In my Christian journey, I've experienced numerous remarkable encounters. You know that feeling when, from the first word with strangers, you already understand each other. Although externally, you might seem very different, you're connected in Christ, and communication flows effortlessly.
This was the case during my trip to Pereslavl-Zalessky. I wasn't alone on this journey, yet my fellow travelers were practically strangers to me. We all went there at the invitation of people I had never met. We were warmly welcomed.
In my blog, I shared my happiness, the fulfillment I felt, narrating how the trip was going, and how wonderfully I was received by unfamiliar people in Pereslavl-Zalessky. People I saw for the first or second time in my life, strangers, yet so hospitable!
I didn't notice anything odd about writing the words "Strangers, unfamiliar people." But then, I received a message from the person who invited me. He wrote, "It's strange that you refer to us as strangers. I thought that if we approach the same cup, we're all brothers and sisters."

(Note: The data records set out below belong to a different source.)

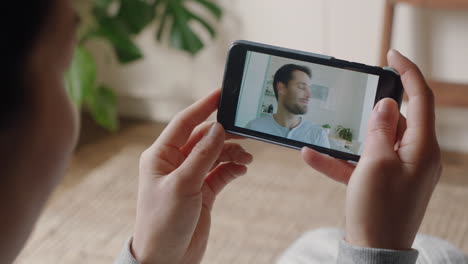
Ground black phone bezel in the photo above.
[217,41,403,162]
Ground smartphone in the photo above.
[217,40,403,162]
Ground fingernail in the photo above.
[388,49,401,56]
[377,99,393,113]
[203,122,216,138]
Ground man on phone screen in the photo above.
[246,64,330,148]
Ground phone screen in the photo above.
[234,51,379,155]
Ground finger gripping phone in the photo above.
[217,41,403,162]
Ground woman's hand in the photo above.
[132,90,252,264]
[302,50,442,249]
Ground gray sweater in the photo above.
[114,238,418,264]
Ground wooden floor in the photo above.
[12,116,468,264]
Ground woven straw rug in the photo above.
[16,124,468,264]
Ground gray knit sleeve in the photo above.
[336,239,418,264]
[114,237,140,264]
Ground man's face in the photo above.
[280,71,311,115]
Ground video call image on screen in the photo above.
[235,51,379,155]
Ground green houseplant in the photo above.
[336,125,353,141]
[66,0,222,131]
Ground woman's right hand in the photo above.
[302,50,442,250]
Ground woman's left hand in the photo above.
[132,90,252,264]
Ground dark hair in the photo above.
[273,64,312,100]
[0,0,54,129]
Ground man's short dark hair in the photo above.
[0,0,51,131]
[273,64,312,100]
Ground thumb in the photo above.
[176,122,225,191]
[362,98,400,158]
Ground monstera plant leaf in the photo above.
[66,0,222,131]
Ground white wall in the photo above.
[235,53,270,127]
[90,0,468,151]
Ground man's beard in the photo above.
[284,104,307,115]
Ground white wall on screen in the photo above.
[358,75,379,142]
[235,52,270,127]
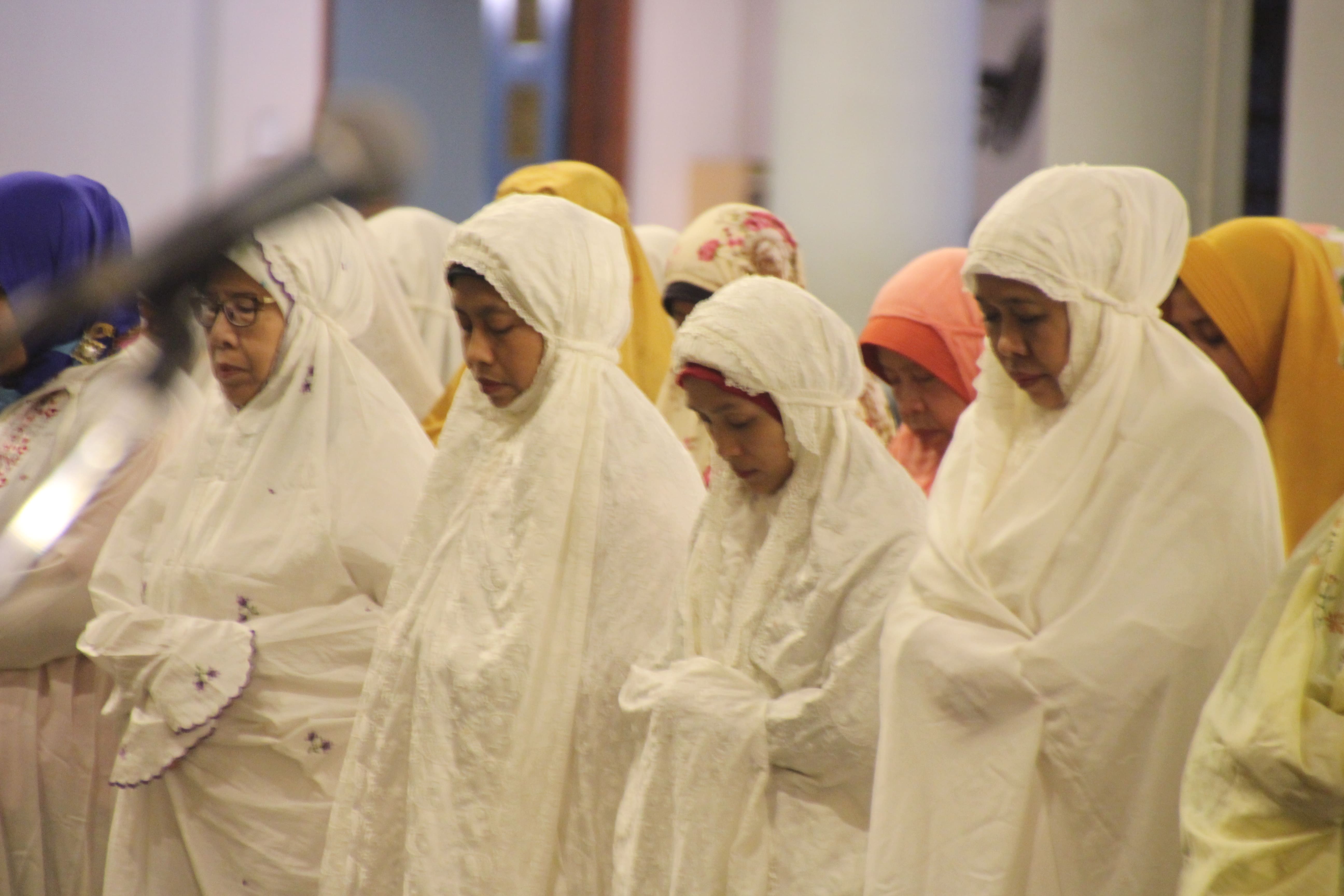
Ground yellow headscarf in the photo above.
[423,160,672,445]
[1180,218,1344,551]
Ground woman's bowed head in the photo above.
[195,258,285,407]
[677,364,793,494]
[976,274,1068,411]
[447,265,546,407]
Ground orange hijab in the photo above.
[859,249,985,494]
[422,160,672,445]
[1180,218,1344,551]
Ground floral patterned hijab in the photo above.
[667,203,806,293]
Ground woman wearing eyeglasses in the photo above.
[79,204,431,896]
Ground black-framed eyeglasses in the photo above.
[191,293,276,331]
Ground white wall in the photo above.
[0,0,325,242]
[1046,0,1247,231]
[770,0,980,326]
[626,0,775,228]
[1281,0,1344,224]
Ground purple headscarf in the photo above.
[0,171,140,400]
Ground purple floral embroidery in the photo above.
[238,594,261,622]
[196,666,219,690]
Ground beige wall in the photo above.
[1281,0,1344,224]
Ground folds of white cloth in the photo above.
[614,657,770,896]
[85,595,382,896]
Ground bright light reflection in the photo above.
[9,470,87,554]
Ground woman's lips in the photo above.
[1009,373,1046,388]
[215,364,243,380]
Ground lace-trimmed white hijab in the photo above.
[323,195,703,896]
[615,277,925,896]
[79,207,433,896]
[286,199,444,418]
[865,165,1282,896]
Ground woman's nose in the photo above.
[710,431,742,459]
[995,326,1027,357]
[462,326,495,365]
[206,312,238,348]
[891,383,926,416]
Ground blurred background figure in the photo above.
[657,203,897,481]
[368,206,462,383]
[0,172,193,896]
[1163,218,1344,552]
[859,249,985,494]
[634,224,680,296]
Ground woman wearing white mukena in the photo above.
[79,206,431,896]
[614,277,925,896]
[323,195,703,896]
[867,165,1282,896]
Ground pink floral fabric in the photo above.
[667,203,806,293]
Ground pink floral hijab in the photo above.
[667,203,806,293]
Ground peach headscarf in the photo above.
[1180,218,1344,551]
[859,249,985,493]
[423,160,672,445]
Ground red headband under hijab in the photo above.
[676,364,783,423]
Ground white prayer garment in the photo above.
[368,206,462,383]
[325,199,444,419]
[865,165,1282,896]
[615,277,925,896]
[79,206,431,896]
[323,195,703,896]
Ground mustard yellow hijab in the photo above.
[423,160,672,445]
[1180,218,1344,551]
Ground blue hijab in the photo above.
[0,171,140,407]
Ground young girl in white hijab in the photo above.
[79,206,431,896]
[867,165,1282,896]
[615,277,925,896]
[323,195,703,896]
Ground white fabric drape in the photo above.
[368,206,462,383]
[317,199,444,419]
[867,165,1282,896]
[615,277,925,896]
[0,337,199,896]
[323,195,702,896]
[79,207,431,896]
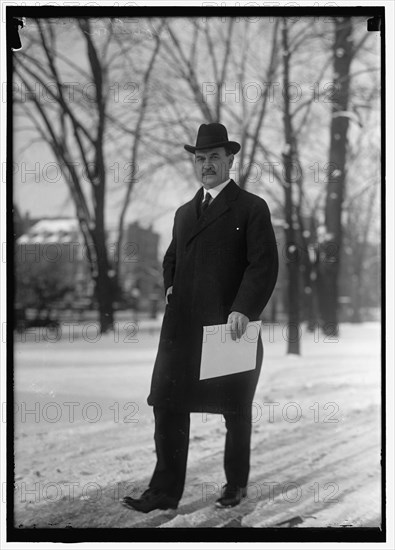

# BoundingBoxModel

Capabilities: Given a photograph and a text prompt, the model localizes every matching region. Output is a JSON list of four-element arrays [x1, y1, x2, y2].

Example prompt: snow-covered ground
[[15, 321, 381, 528]]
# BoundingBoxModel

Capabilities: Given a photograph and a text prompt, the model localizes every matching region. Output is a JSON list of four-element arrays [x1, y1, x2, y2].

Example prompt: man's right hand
[[166, 286, 173, 305]]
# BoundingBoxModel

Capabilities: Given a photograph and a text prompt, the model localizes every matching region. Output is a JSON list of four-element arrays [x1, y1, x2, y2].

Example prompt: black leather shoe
[[121, 489, 178, 514], [215, 485, 247, 508]]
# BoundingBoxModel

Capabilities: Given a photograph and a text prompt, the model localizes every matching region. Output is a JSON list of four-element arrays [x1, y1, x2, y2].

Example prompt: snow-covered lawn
[[15, 321, 381, 528]]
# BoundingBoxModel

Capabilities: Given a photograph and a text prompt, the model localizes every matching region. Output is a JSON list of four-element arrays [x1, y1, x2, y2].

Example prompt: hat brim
[[184, 141, 241, 155]]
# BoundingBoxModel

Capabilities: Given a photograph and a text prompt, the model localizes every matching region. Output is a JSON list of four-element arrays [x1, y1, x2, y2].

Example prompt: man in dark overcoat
[[123, 123, 278, 512]]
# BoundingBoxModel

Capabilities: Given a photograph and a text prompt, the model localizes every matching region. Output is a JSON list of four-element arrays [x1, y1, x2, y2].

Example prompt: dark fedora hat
[[184, 122, 240, 155]]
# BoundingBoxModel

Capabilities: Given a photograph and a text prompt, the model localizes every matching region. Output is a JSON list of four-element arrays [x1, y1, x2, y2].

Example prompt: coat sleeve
[[231, 200, 278, 321], [162, 212, 177, 294]]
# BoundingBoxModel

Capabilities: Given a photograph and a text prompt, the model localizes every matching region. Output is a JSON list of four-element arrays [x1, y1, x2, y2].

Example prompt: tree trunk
[[320, 17, 353, 335], [282, 18, 300, 354]]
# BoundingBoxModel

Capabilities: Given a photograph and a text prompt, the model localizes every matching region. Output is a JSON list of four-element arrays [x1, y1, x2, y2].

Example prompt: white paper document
[[200, 321, 262, 380]]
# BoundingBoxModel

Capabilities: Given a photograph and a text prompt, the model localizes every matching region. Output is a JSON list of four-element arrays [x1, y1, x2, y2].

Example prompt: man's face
[[195, 147, 234, 189]]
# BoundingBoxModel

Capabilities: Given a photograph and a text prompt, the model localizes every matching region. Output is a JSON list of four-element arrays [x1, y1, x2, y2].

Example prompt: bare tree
[[319, 17, 354, 335], [14, 18, 161, 332]]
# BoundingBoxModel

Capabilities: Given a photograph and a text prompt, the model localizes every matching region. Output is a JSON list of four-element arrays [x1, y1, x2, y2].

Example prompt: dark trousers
[[149, 407, 251, 500]]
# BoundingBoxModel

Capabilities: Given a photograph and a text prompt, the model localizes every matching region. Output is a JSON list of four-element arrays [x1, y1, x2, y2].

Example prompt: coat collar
[[187, 180, 240, 244]]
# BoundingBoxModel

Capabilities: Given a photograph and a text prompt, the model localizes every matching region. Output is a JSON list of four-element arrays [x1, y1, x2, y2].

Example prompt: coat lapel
[[186, 180, 239, 245]]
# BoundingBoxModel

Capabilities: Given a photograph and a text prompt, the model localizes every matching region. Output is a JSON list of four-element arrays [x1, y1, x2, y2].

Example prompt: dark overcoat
[[148, 180, 278, 413]]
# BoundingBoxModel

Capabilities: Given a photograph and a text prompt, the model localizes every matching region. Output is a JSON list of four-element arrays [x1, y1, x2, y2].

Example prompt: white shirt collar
[[203, 178, 230, 200]]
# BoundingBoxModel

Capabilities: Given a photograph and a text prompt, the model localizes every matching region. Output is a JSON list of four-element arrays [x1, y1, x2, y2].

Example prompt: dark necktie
[[202, 193, 212, 214]]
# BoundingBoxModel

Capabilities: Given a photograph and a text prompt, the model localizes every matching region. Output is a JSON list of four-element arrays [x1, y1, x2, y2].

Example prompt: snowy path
[[15, 324, 381, 528]]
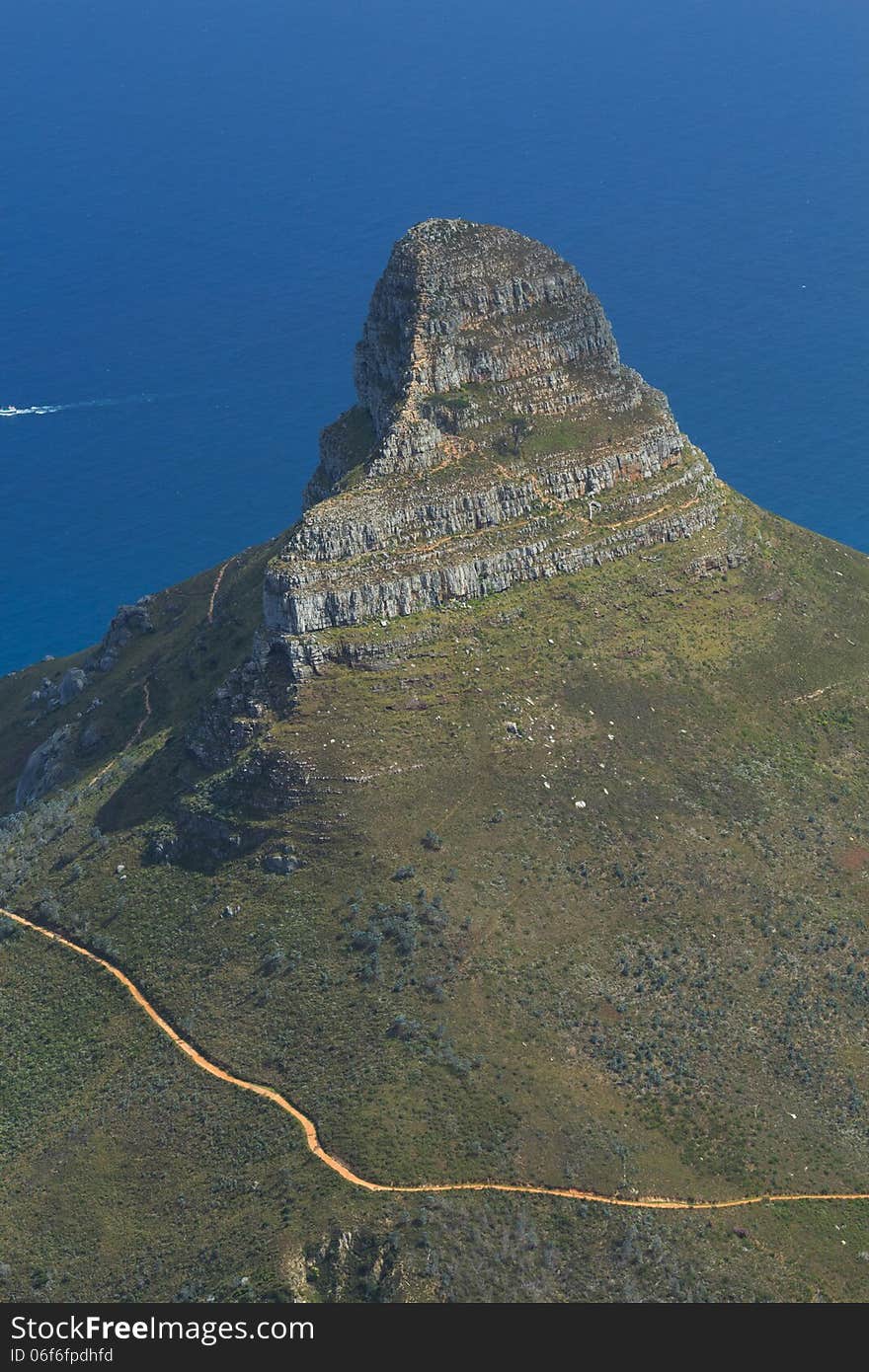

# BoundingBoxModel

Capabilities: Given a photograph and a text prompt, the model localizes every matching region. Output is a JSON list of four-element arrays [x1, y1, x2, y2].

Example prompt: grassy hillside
[[0, 493, 869, 1299]]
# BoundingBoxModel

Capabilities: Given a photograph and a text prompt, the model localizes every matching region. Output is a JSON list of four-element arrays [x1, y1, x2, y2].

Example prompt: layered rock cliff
[[265, 219, 719, 651]]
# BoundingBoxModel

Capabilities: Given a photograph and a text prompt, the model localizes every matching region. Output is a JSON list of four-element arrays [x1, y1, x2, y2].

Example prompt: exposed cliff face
[[265, 219, 719, 645]]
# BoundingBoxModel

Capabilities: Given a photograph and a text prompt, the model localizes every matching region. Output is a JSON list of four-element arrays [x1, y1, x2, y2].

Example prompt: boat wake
[[0, 395, 156, 419]]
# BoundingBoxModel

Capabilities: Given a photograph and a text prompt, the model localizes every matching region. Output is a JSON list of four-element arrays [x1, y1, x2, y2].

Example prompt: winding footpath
[[208, 557, 235, 624], [6, 908, 869, 1210]]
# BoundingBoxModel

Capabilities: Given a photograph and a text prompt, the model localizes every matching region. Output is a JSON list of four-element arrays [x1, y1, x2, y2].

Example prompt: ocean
[[0, 0, 869, 672]]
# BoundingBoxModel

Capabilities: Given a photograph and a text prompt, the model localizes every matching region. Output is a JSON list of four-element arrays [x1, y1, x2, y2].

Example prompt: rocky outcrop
[[15, 724, 74, 809], [264, 219, 721, 648], [85, 595, 154, 672]]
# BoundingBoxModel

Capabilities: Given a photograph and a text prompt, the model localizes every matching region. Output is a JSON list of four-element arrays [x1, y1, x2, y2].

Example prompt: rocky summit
[[0, 219, 869, 1302], [265, 219, 721, 643]]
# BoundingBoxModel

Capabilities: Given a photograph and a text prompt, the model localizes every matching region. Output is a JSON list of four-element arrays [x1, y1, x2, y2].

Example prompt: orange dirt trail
[[208, 557, 235, 624], [0, 908, 869, 1210]]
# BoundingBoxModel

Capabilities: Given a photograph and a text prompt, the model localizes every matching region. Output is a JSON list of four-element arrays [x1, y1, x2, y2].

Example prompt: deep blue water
[[0, 0, 869, 671]]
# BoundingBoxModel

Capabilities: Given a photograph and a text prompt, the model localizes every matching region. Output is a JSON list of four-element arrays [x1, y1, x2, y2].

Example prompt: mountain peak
[[356, 219, 619, 471], [265, 219, 721, 651]]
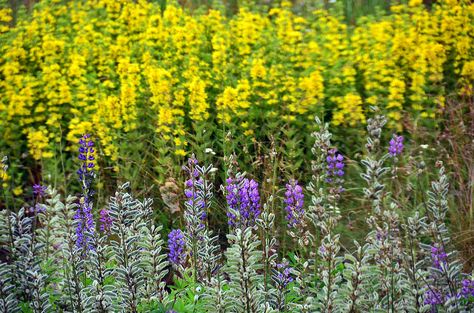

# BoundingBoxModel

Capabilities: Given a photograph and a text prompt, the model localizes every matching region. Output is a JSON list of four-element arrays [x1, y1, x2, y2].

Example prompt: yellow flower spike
[[12, 186, 23, 197]]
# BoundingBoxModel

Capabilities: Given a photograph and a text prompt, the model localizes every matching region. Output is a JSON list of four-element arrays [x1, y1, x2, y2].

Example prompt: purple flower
[[74, 134, 95, 249], [77, 134, 95, 198], [226, 177, 261, 227], [273, 262, 293, 289], [326, 148, 345, 195], [431, 244, 448, 269], [388, 134, 403, 157], [285, 180, 304, 227], [74, 203, 95, 250], [99, 209, 112, 233], [33, 184, 48, 198], [460, 278, 474, 298], [168, 229, 186, 265], [183, 154, 207, 222], [424, 289, 444, 305]]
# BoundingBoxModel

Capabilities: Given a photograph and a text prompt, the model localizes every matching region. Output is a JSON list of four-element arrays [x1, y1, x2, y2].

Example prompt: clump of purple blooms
[[431, 244, 448, 270], [326, 148, 344, 182], [424, 289, 444, 306], [33, 184, 48, 198], [285, 180, 304, 227], [326, 148, 345, 197], [168, 229, 186, 266], [388, 134, 404, 157], [226, 178, 261, 227], [461, 278, 474, 298], [99, 209, 112, 233], [183, 154, 207, 222], [273, 262, 293, 289], [74, 134, 95, 249]]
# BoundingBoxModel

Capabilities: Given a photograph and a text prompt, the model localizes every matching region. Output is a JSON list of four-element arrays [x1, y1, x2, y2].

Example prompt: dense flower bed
[[0, 115, 474, 313], [0, 0, 474, 194]]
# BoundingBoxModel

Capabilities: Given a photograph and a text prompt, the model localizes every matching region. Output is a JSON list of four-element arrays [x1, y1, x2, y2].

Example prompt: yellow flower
[[28, 127, 53, 160]]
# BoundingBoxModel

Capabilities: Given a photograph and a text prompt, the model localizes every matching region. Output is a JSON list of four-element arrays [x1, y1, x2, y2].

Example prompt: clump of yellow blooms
[[27, 127, 53, 160], [0, 0, 474, 179]]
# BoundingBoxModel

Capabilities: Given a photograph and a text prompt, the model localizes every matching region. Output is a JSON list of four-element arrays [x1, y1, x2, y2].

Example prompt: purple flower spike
[[274, 262, 293, 289], [424, 289, 444, 306], [168, 229, 186, 265], [99, 209, 112, 233], [388, 134, 404, 157], [326, 149, 345, 196], [285, 180, 304, 227], [226, 177, 261, 227], [461, 278, 474, 298], [33, 184, 48, 198], [326, 149, 344, 182], [74, 134, 95, 250], [431, 244, 448, 270]]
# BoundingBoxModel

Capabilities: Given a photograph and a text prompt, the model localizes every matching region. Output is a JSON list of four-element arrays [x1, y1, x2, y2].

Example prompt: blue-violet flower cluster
[[388, 134, 403, 157], [273, 262, 293, 289], [226, 178, 261, 227], [285, 180, 304, 227], [431, 244, 448, 270], [74, 134, 95, 249], [168, 229, 186, 265]]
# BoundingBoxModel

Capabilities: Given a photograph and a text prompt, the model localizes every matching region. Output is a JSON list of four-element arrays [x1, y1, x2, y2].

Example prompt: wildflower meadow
[[0, 0, 474, 313]]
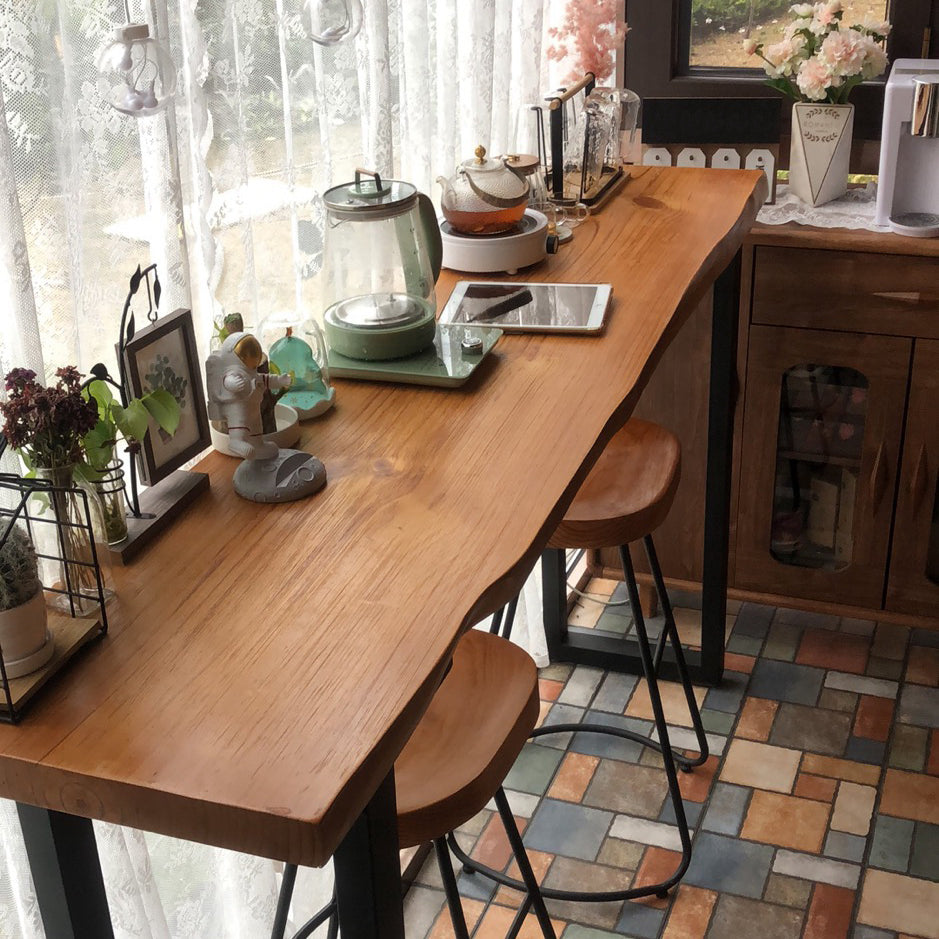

In that moment, it hit me like thunder. I realized how close I need to feel to the people around me—precisely how close. Because as long as I separate myself from other members of the Church and people in general, I remain lonely. Even though I find it very comfortable to interact with them, if I don't identify myself with others, it's challenging to identify myself with God, to accept Him as the Father, and others as family. Yet, that's precisely what it is. The Church is my family.